Over the Easter Break, Environmental Protection Agency (EPA) Administrator Stephen Johnson took 11 staffers plus security to Australia to tour farms and water treatment plants at a total cost of $280,000 (half the budget of EPA’s annual travel allowance.) The trip was supposed to promote environmental collaboration between the U.S. and Australia, but it turns out a simple flight to California would have been a lot more productive.
Barbara Boxer, chair of the Senate Environment and Public Works Committee, has expressed grave frustration with Johnson for failing to testify about global warming before her committee. This would be an opportune time to explain why the EPA won’t allow California to set its own carbon cap targets. "If your goal is to learn about actions to address global warming, I suggest that you visit California, which has moved ahead aggressively with greenhouse gas controls," Boxer wrote to Johnson. Moreover, last week 18 disgruntled states and 11 environmental organizations sued the EPA for failing to limit greenhouse gas emissions from new cars and trucks a year after the Supreme Court ruled that they had the power to do so.

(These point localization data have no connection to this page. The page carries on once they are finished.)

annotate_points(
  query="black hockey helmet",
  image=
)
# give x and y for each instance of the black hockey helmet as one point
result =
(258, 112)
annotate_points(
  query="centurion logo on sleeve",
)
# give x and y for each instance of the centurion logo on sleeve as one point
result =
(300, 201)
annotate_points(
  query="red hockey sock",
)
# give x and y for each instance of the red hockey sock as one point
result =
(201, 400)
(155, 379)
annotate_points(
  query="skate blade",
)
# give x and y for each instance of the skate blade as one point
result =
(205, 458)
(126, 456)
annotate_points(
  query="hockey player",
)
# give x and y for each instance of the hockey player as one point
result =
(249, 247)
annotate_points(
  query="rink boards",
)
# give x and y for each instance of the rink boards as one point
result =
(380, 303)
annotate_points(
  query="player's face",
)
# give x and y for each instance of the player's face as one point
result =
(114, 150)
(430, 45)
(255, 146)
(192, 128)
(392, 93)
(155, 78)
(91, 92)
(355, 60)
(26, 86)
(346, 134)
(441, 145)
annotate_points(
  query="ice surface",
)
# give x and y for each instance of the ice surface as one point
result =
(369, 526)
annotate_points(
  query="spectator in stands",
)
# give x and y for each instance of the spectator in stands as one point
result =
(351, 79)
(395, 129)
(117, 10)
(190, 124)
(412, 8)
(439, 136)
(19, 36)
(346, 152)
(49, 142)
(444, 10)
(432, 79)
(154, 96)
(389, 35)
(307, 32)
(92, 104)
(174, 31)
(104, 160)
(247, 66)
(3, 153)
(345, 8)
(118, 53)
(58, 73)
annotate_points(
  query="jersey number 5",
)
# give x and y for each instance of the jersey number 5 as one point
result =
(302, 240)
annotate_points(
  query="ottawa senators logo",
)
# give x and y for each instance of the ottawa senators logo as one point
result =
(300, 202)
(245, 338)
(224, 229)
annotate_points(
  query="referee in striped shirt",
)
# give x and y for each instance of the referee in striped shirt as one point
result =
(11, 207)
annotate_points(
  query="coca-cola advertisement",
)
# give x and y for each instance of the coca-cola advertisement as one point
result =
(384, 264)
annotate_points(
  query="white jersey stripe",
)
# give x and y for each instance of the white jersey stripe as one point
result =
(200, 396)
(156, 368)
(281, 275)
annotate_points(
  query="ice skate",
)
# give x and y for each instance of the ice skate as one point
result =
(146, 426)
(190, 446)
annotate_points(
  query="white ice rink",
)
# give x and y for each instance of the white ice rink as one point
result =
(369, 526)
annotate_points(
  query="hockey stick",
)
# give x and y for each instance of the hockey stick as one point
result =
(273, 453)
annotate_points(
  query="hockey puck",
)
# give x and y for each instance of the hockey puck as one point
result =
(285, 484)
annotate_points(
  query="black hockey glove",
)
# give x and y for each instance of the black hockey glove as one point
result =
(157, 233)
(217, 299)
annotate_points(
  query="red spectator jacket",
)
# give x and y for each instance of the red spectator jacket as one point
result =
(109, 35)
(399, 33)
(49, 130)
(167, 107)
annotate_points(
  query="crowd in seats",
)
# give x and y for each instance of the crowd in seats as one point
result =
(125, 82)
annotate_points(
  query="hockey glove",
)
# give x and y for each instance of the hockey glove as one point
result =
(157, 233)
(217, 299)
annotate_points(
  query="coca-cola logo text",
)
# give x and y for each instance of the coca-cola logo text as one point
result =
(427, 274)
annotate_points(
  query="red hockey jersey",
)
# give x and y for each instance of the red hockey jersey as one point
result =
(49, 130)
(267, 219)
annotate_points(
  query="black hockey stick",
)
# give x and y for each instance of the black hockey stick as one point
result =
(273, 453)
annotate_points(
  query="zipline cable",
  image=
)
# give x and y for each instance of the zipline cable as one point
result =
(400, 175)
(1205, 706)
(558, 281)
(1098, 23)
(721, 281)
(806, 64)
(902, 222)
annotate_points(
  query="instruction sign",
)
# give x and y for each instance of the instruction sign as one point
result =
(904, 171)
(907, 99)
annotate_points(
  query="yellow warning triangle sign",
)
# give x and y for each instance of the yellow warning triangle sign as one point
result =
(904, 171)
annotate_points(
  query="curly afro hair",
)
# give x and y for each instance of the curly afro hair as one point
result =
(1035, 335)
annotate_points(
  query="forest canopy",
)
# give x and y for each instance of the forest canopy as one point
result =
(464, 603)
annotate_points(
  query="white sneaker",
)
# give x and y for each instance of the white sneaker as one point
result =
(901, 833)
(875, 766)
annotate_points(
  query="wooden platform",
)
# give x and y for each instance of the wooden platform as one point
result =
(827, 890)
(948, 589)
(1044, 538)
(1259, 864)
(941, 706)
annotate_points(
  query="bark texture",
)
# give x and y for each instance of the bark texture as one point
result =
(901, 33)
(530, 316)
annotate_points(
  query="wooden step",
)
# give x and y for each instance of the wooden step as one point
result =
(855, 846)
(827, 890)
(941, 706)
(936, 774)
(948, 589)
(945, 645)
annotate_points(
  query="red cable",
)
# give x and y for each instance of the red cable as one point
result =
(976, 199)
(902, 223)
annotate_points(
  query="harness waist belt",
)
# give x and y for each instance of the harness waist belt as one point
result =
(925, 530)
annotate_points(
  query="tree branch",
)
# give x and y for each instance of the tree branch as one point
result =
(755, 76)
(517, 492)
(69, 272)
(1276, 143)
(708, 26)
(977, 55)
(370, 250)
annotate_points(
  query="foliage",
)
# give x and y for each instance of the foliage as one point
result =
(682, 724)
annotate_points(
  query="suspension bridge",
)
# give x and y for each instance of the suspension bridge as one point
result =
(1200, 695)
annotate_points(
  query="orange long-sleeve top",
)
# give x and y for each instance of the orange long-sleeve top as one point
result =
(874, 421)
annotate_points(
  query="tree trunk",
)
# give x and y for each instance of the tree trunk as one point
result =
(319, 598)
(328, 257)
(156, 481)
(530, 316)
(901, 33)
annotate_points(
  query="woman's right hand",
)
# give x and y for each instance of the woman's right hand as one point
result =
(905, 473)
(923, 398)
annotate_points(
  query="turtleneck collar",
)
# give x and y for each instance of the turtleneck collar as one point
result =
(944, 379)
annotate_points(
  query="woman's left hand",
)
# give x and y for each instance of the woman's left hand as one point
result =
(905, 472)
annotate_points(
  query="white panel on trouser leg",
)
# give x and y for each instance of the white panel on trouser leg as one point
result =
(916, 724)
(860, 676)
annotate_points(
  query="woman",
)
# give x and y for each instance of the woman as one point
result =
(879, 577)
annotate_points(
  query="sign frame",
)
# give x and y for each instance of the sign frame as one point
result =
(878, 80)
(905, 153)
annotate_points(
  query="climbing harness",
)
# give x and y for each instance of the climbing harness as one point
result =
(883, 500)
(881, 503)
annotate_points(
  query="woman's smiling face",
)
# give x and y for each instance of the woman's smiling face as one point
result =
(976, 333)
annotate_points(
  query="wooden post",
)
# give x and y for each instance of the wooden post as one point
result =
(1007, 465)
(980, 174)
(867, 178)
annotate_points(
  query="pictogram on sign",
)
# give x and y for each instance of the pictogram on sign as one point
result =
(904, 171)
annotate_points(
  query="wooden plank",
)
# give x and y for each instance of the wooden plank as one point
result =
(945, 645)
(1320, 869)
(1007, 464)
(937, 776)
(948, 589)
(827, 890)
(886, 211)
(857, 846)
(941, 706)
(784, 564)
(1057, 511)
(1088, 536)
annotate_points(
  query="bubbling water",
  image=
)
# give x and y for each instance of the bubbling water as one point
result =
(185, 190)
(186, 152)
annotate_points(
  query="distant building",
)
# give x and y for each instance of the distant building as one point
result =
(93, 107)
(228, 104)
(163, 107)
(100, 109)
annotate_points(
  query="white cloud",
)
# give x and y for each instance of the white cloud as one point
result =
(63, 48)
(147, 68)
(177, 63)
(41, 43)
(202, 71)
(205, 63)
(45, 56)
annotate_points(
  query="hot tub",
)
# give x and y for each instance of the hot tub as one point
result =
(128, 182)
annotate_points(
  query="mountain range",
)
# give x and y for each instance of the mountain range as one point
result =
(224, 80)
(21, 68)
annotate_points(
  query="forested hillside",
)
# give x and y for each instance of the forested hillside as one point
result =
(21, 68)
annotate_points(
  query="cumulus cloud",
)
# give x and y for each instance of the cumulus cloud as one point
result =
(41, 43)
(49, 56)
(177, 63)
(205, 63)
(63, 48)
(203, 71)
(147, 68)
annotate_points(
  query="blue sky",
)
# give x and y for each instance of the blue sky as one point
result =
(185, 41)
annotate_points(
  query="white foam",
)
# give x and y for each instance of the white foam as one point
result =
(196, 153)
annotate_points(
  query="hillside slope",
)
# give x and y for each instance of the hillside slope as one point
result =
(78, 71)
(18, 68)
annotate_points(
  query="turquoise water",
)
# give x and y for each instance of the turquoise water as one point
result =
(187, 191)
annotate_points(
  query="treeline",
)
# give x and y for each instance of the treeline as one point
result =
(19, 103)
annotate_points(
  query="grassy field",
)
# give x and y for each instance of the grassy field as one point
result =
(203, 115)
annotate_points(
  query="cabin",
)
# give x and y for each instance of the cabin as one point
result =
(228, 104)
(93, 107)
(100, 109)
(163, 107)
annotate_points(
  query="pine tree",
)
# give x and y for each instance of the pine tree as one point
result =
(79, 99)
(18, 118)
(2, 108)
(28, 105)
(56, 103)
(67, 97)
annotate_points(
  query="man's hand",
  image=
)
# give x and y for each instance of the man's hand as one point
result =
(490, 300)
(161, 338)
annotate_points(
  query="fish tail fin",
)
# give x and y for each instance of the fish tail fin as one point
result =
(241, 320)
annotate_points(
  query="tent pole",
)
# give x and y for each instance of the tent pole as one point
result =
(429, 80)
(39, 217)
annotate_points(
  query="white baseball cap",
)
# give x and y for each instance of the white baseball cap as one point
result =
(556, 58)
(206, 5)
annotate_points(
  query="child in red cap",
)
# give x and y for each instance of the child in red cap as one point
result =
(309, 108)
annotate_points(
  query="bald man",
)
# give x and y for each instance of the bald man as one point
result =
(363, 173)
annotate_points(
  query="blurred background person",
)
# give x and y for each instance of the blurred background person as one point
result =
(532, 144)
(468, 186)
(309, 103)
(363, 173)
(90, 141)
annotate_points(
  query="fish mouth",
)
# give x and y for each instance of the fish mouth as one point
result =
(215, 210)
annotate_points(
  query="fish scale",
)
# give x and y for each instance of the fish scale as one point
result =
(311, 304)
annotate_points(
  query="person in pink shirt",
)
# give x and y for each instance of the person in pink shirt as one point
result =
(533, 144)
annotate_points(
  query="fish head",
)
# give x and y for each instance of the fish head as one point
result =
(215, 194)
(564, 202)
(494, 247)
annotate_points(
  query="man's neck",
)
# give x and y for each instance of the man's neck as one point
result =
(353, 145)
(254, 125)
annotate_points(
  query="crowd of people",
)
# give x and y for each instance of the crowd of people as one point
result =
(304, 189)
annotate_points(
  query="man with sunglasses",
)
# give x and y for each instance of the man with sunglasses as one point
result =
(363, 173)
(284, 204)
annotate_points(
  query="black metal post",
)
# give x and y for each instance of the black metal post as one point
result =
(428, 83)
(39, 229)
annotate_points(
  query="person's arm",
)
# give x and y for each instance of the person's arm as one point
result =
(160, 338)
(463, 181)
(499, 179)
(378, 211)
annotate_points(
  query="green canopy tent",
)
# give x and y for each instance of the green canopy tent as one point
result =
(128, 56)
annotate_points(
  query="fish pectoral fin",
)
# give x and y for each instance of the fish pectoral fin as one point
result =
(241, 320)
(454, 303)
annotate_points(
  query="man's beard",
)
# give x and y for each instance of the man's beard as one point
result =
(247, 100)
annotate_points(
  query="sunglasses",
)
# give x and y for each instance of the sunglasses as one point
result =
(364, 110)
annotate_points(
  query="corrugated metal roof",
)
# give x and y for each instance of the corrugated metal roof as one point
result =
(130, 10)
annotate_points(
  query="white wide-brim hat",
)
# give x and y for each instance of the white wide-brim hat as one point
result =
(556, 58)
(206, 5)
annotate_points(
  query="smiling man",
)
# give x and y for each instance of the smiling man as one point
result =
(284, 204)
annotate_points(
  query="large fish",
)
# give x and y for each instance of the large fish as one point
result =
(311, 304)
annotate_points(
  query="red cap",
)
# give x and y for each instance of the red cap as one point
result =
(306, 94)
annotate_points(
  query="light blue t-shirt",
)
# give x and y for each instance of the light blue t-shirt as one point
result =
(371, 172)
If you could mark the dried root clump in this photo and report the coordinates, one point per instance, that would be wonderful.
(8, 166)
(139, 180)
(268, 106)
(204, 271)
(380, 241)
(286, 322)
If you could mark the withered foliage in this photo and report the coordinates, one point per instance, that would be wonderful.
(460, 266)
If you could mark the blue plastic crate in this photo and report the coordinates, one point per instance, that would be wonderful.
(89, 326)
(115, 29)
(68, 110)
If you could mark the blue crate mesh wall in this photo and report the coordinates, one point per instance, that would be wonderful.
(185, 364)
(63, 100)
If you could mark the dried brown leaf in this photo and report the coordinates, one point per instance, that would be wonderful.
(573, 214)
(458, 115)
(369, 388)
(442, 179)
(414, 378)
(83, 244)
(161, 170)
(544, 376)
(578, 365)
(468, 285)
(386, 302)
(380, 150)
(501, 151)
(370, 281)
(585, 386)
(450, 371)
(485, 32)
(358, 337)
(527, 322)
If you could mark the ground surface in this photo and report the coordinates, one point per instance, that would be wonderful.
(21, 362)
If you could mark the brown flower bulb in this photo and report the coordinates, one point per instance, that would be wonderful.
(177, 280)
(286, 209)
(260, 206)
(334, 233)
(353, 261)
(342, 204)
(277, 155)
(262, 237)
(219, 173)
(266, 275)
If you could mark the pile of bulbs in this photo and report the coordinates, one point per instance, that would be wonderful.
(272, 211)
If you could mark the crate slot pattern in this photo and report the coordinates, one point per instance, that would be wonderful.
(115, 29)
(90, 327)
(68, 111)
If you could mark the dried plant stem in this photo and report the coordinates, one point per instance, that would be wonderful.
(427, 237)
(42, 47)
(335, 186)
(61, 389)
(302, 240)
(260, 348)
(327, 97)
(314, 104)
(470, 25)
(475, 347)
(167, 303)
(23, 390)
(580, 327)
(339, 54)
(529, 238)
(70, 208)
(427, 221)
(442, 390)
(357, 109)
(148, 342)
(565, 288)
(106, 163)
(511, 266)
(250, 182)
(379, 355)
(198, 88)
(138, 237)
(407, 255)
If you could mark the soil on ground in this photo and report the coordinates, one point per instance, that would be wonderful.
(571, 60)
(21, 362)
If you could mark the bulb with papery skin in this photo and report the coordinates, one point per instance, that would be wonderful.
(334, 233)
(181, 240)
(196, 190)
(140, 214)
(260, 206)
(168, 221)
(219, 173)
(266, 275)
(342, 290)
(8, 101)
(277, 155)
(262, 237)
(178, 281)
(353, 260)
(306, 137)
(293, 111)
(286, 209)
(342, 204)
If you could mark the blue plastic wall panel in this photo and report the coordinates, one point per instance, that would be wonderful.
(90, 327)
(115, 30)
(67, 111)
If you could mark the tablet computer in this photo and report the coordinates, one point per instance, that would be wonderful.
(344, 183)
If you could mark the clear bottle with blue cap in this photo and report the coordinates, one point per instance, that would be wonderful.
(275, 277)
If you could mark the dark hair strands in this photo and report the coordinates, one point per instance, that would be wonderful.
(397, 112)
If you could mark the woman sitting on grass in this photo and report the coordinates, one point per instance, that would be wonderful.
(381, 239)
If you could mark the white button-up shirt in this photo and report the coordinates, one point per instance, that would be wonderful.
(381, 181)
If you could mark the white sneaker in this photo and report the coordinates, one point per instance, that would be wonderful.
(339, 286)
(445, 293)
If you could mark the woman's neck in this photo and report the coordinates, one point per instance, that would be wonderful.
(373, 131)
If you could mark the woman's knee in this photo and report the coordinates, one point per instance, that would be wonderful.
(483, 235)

Meanwhile the Bush Administration proposes to slash the EPA’s budget by $300 million for 2009. This includes massive cuts to enforcement budgets (funds to penalize polluters), research and development of technologies that address global warming, and funding for EPA’s Superfund site cleanups (which is already half of what it was in the 1990’s.)
Yet instead of distancing himself from Bush’s policies, Johnson vacationed in Australia with U.S. Ambassador Robert McCallum, an old friend of Bush’s who represented Australia’s anti-Kyoto stance before the election of Prime Minister Kevin Rudd. Needless to say, the trip probably didn’t enlighten Johnson’s global warming perspective much.
To improve America’s environmental policies, Stephen Johnson would have saved a lot of money, time and - last but not least - carbon dioxide emissions if he had simply showed up at Nancy Pelosi’s office.